Sekarang, hanya ada helaan napas dan dengkuran halus yang terdengar dari suamiku itu. Ia sudah tertidur, sedangkan aku masih terjaga.

"Tidur yang nyenyak, Mas," ucapku seraya mengusap pipinya. Pipi hitam, yang ditumbuhi bulu-bulu halus.

Seandainya saja aku punya ilmu seperti Jini Oh Jini, mungkin besok dia akan mendapati wajah mulus tanpa cela. Tapi, kalau dia tidak memiliki tanda lahir seperti ini, mungkinkah dia masih mau dengan wanita kampung sepertiku?

"Tidak, tidak. Lebih baik seperti ini saja, daripada tampan dan sempurna. Nanti malah aku yang menderita."

Seperti orang gila. Aku terus bergumam dan membayangkan yang tidak-tidak.

Sebelah tangan Mas Raffi yang melingkar di pinggangku, aku singkirkan. Dengan pelan, aku turun dari ranjang dan keluar dari kamar. Niat hati ingin ke kamar mandi untuk buang air kecil, tapi langkahku terhenti saat melihat pintu kamar Ibu yang terbuka sedikit.

Aku mengintip dan melihat sedang apa wanita hebatku itu. Keningku mengkerut saat melihat pundak Ibu bergetar sembari duduk membelakangi pintu.

"Pak, anak kita sudah menemukan jodohnya. Dia pria baik, insya Allah sholeh, dan bisa menjaga putri kita. Dia memang tidak seperti pria lainnya, ada tanda lahir yang menutupi ketampanan wajahnya. Tapi, bapak jangan khawatir, dia pria yang bertanggung jawab."

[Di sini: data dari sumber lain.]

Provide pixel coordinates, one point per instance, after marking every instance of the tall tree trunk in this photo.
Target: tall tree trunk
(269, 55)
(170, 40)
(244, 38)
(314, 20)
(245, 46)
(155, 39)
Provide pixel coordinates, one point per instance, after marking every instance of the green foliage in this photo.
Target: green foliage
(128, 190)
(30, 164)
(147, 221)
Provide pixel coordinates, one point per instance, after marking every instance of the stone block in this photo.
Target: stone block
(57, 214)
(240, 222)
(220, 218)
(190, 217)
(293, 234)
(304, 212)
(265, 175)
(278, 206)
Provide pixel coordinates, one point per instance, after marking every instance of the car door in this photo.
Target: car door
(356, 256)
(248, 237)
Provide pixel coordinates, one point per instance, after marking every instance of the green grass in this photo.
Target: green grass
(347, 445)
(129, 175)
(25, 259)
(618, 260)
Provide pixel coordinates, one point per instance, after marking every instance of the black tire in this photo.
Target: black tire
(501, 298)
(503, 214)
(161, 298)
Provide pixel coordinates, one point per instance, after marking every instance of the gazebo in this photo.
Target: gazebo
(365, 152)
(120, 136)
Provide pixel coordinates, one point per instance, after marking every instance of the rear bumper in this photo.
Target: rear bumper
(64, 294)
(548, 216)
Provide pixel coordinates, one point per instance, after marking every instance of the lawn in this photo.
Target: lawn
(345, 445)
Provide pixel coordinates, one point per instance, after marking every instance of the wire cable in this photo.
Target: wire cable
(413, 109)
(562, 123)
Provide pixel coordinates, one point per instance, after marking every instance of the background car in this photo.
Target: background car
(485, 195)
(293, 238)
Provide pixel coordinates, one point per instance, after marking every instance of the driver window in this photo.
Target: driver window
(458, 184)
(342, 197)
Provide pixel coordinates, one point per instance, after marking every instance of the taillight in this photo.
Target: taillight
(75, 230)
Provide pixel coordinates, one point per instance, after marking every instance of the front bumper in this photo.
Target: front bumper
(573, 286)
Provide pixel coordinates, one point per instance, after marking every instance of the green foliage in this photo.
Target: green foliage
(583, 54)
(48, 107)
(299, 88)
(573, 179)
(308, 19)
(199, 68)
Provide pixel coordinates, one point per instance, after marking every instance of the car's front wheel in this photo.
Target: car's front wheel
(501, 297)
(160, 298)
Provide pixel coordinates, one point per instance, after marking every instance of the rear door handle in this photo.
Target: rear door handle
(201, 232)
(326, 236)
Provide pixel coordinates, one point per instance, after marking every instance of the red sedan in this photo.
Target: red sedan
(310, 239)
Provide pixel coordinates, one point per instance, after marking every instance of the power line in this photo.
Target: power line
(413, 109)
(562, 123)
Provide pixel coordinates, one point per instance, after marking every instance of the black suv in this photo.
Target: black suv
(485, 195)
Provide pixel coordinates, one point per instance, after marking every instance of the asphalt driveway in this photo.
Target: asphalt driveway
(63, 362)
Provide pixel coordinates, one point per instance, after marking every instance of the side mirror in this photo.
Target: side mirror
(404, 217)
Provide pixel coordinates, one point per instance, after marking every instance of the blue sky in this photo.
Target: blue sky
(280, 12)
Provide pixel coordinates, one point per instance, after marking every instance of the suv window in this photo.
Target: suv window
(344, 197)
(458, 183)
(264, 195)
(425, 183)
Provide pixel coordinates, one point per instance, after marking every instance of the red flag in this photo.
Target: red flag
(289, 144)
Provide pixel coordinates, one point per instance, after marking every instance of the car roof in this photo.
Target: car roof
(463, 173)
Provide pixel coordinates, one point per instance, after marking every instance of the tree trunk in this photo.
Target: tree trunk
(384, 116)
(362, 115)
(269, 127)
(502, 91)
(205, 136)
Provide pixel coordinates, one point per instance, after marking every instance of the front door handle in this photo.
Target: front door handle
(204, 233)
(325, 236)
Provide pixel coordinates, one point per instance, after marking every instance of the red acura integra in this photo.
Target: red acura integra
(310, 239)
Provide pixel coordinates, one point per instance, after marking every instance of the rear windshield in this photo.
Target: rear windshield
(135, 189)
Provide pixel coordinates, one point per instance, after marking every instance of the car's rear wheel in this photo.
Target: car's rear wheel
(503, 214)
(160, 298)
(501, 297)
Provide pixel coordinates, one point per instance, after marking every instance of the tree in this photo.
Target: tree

Aku menutup mulut, saat melihat Ibu, tengah berbicara pada foto Bapak yang sudah usang. Ia sedang mengadu pada Bapak, lewat sebuah foto yang warnanya sudah memudar.

"Ibu," ucapku mengusap pundaknya.

Ibu menoleh, mata sayunya memerah dan berair.

"Kenapa belum tidur, Ra?" tanyanya.

Aku berjalan beberapa langkah, hingga kini aku berdiri di depan Ibu. Aku merendahkan tubuhku, kemudian duduk dengan memeluk kaki Ibu. Menyimpan kepala ini di pangkuan wanita yang telah melahirkanku itu.

"Aku tidak bisa tidur, Bu. Bagaimana dengan Ibu, kalau aku pergi ikut Mas Raffi?"

Tangan Ibu menyentuh kepalaku, membelainya hingga aku terpejam menikmati sentuhan jari-jari yang sudah mulai keriput itu.

"Jangan pikirkan Ibu, Ibu akan baik-baik saja di sini. Dengar, Nak." Ibu mengangkat kepalaku, menangkup kedua pipi ini hingga aku bersitatap dengannya. "Jadilah pakaian untuk suamimu. Jadilah istri yang baik, nurut pada suami. Dia adalah jalanmu menuju surganya Allah. Ridho Allah, ada pada suamimu," ujar Ibu menjiwil hidungku.

Aku mengangguk seraya menahan air mata yang sudah menggenang. Pertahankanku jebol, saat Ibu menciumi wajahku.

Rasanya aku belum puas membahagiakan Ibu. Bahkan belum bisa memberikan yang terbaik untuknya. Namun, besok aku harus pergi untuk mengabdikan diri pada keluarga suamiku. Meninggalkan Ibu, dalam kesendirian.

"Sudah, jangan menangis. Pergi ke kamarmu sekarang. Suamimu pasti sedang menunggumu," suruh Ibu seraya mengusap air mata yang membasahi pipiku.

"Boleh, aku tidur bersama Ibu, malam ini?"

"Tidak boleh, kamu sudah punya suami. Maka, tidurlah dengannya. Jangan manja," ucapnya lagi.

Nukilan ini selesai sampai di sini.